|
Bugzilla – Full Text Bug Listing |
| Summary: | RC4: Installation bails out with "cannot start novell-zmd" even though zmd is up and running | ||
|---|---|---|---|
| Product: | [openSUSE] openSUSE 10.2 | Reporter: | Stefan Horn <shorn> |
| Component: | Installation | Assignee: | Guruprasad Sathyamurthy <guruprasad.s> |
| Status: | RESOLVED WONTFIX | QA Contact: | Jiri Srain <jsrain> |
| Severity: | Critical | ||
| Priority: | P5 - None | CC: | aj, guruprasad.s, kkaempf, mt |
| Version: | RC 4 | ||
| Target Milestone: | --- | ||
| Hardware: | Other | ||
| OS: | Other | ||
| Whiteboard: | |||
| Found By: | Other | Services Priority: | |
| Business Priority: | Blocker: | --- | |
| Marketing QA Status: | --- | IT Deployment: | --- |
| Bug Depends on: | |||
| Bug Blocks: | 225131 | ||
| Attachments: |
y2log
zmd-messages.log y2log - another SEGV in zmd |
||
|
Description
Stefan Horn
2006-11-30 09:26:00 UTC
Created attachment 107541 [details]
y2log
Created attachment 107542 [details]
zmd-messages.log
Actually re-doing the following fails, too: for ((i==0;i<100;i++)); echo $i; do rug ping > /dev/null; done this is the error message which appeared in attempt number 80 **ERROR**: file marshal.c: line 7649 (mono_marshal_get_native_wrapper): assertion failed: (pinvoke) aborting... **ERROR**: file marshal.c: line 7649 (mono_marshal_get_native_wrapper): assertion failed: (pinvoke) aborting... ============================================== Got a SIGABRT while executing native code.

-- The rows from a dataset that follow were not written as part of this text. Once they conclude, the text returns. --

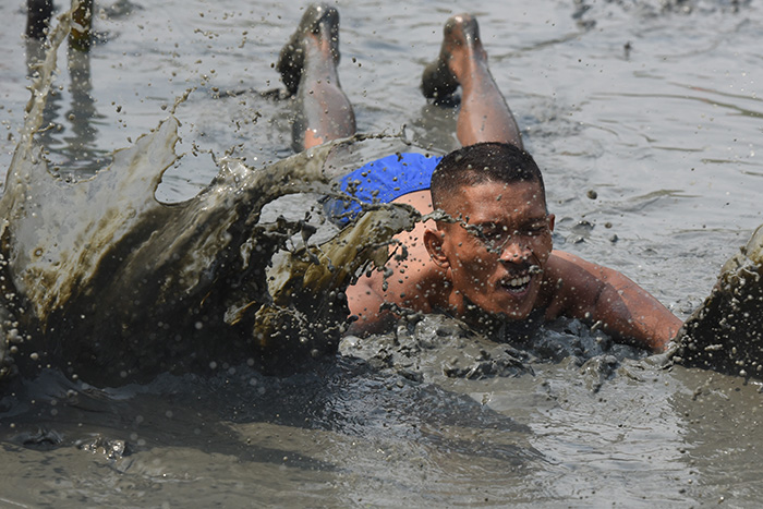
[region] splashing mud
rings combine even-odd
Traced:
[[[331,175],[363,141],[259,170],[223,158],[206,190],[167,205],[154,196],[179,159],[170,117],[95,177],[57,178],[35,134],[70,23],[63,15],[51,34],[0,201],[3,331],[16,363],[116,384],[247,357],[278,369],[336,351],[344,288],[372,259],[385,262],[379,247],[417,214],[377,207],[324,245],[292,250],[272,276],[274,255],[314,227],[259,218],[281,196],[331,194]]]
[[[763,226],[726,262],[677,340],[676,363],[763,377]]]

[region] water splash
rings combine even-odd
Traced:
[[[274,255],[314,227],[261,216],[288,194],[334,193],[331,177],[374,138],[258,170],[223,158],[203,192],[168,205],[155,192],[181,159],[180,122],[170,116],[93,178],[58,178],[35,134],[70,25],[65,13],[50,35],[0,199],[7,364],[10,353],[23,369],[58,365],[113,385],[247,359],[293,368],[335,352],[349,314],[344,288],[368,263],[383,264],[386,243],[419,215],[377,207],[324,245],[282,256],[272,276]]]
[[[723,266],[677,341],[676,363],[763,377],[763,226]]]

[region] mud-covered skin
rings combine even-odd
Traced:
[[[259,170],[223,158],[206,190],[167,205],[154,196],[180,159],[179,121],[170,117],[94,178],[53,177],[35,134],[70,22],[64,15],[51,34],[0,198],[1,361],[8,364],[8,351],[24,372],[60,366],[90,384],[116,385],[246,360],[293,369],[336,352],[349,314],[343,289],[417,214],[378,207],[358,230],[295,251],[279,269],[287,272],[282,288],[270,288],[267,268],[313,227],[259,219],[280,196],[332,193],[336,170],[327,160],[354,150],[348,147],[360,138]]]
[[[763,227],[726,262],[676,342],[677,364],[763,378]]]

This usually indicates a fatal error in the mono runtime or one of the native libraries used by your application. ============================================== And redoing it again leads to another failure message: rug ping > /dev/null ** ERROR **: file loader.c: line 1699 (mono_method_get_wrapper_data): assertion failed: (id <=GPOINTER_TO_UNIT (*data)) aborting... ** ERROR **: file loader.c: line 1699 (mono_method_get_wrapper_data): assertion failed: (id <=GPOINTER_TO_UNIT (*data)) aborting... ============================================== Got a SIGABRT while executing native code. This usually indicates a fatal error in the mono runtime or one of the native libraries used by your application. ============================================== And redoing it again leads to a third failure message: ERROR: Invalid IL code in Novell.Zenworks.Zmd.Public.UnixMessageIO:SendString (System.IO.Stream,string,byte[]): IL_0033: callvirt 0x0a0000f7 The followups might be a result of the first error. I would do a "rczmd restart;rug refresh" to see whether it can reproduced. *** Bug 224849 has been marked as a duplicate of this bug. *** Created attachment 107573 [details]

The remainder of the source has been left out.